Lee Hodgson

Personal information
- Full name: Lee John Hodgson
- Born: 29 June 1984 (age 42) Middlesbrough, England
- Height: 5 ft 6 in (1.68 m)
- Batting: Right-handed
- Bowling: Right-arm fast-medium
- Role: All-Rounder

Domestic team information
- 2008: Surrey
- 2009–2011: Yorkshire (squad no. 15)

Career statistics
| Competition | FC | LA | T20 |
| Matches | 4 | 8 | 2 |
| Runs scored | 165 | 9 | 39 |
| Batting average | 33.00 | 4.50 | – |
| 100s/50s | 0/1 | 0/0 | 0/0 |
| Top score | 63 | 9 | 39* |
| Balls bowled | 299 | 228 | 36 |
| Wickets | 2 | 4 | 2 |
| Bowling average | 108.00 | 53.25 | 29.50 |
| 5 wickets in innings | 0 | 0 | 0 |
| 10 wickets in match | 0 | 0 | 0 |
| Best bowling | 1/42 | 2/44 | 2/29 |
| Catches/stumpings | 3/– | 4/– | 1/– |
- Source: Cricinfo, 12 May 2022

= Lee Hodgson =

English cricketer (born 1986)

Lee John Hodgson (born 29 June 1986) is an English first-class cricketer. He is a right-handed batsman and a right-arm medium-fast bowler who played for Yorkshire, having previously appeared for Surrey.

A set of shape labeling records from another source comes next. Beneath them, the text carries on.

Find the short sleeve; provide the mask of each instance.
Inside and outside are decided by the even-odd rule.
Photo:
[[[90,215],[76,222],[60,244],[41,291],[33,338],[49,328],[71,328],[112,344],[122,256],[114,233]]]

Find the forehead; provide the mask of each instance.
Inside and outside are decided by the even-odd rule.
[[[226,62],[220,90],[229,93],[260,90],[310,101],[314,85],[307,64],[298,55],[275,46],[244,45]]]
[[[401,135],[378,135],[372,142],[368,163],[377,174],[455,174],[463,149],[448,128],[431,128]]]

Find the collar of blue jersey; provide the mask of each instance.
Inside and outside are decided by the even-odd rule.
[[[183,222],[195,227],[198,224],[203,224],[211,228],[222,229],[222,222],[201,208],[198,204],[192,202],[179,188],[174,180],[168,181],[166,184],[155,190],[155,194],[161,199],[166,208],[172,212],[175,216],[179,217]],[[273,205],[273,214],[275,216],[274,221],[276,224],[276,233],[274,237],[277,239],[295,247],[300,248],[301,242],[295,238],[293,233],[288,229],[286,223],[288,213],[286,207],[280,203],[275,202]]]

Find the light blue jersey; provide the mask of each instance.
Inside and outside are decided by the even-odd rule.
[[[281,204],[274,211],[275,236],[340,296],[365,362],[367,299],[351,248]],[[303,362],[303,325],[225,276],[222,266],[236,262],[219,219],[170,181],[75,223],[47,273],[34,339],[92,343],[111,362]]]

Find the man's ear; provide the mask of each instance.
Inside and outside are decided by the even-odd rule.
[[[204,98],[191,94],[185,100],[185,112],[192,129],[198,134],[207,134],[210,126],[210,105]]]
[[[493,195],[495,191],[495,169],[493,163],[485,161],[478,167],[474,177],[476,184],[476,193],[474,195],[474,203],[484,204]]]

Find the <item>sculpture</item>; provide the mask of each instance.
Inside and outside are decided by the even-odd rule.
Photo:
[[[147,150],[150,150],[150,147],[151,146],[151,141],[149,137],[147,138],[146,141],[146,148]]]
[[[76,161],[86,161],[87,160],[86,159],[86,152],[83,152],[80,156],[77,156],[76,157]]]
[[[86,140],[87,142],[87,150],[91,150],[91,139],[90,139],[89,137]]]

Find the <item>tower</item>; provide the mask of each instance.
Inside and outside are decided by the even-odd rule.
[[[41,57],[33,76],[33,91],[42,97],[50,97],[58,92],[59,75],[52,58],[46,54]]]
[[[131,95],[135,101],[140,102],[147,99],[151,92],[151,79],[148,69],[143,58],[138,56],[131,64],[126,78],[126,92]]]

Hodgson began his cricketing career playing in the Cockspur Cup for Saltburn C.C. - playing one match in the 2004 competition, and one the following year. Hodgson started his Second XI career for MCC Young Cricketers in 2006, continuing to play for them in 2007.

Hodgson's one day career began in August 2008, making his Pro40 debut against Warwickshire. While he did not bat in the game, he bowled four overs, without capturing a wicket. Hodgson picked up his debut first-class appearance for Surrey against Nottinghamshire in September 2008. He appeared in three first-class matches for Yorkshire between 2009 and 2011.

In September 2011, Yorkshire County Cricket Club announced that Hodgson was being released by the county.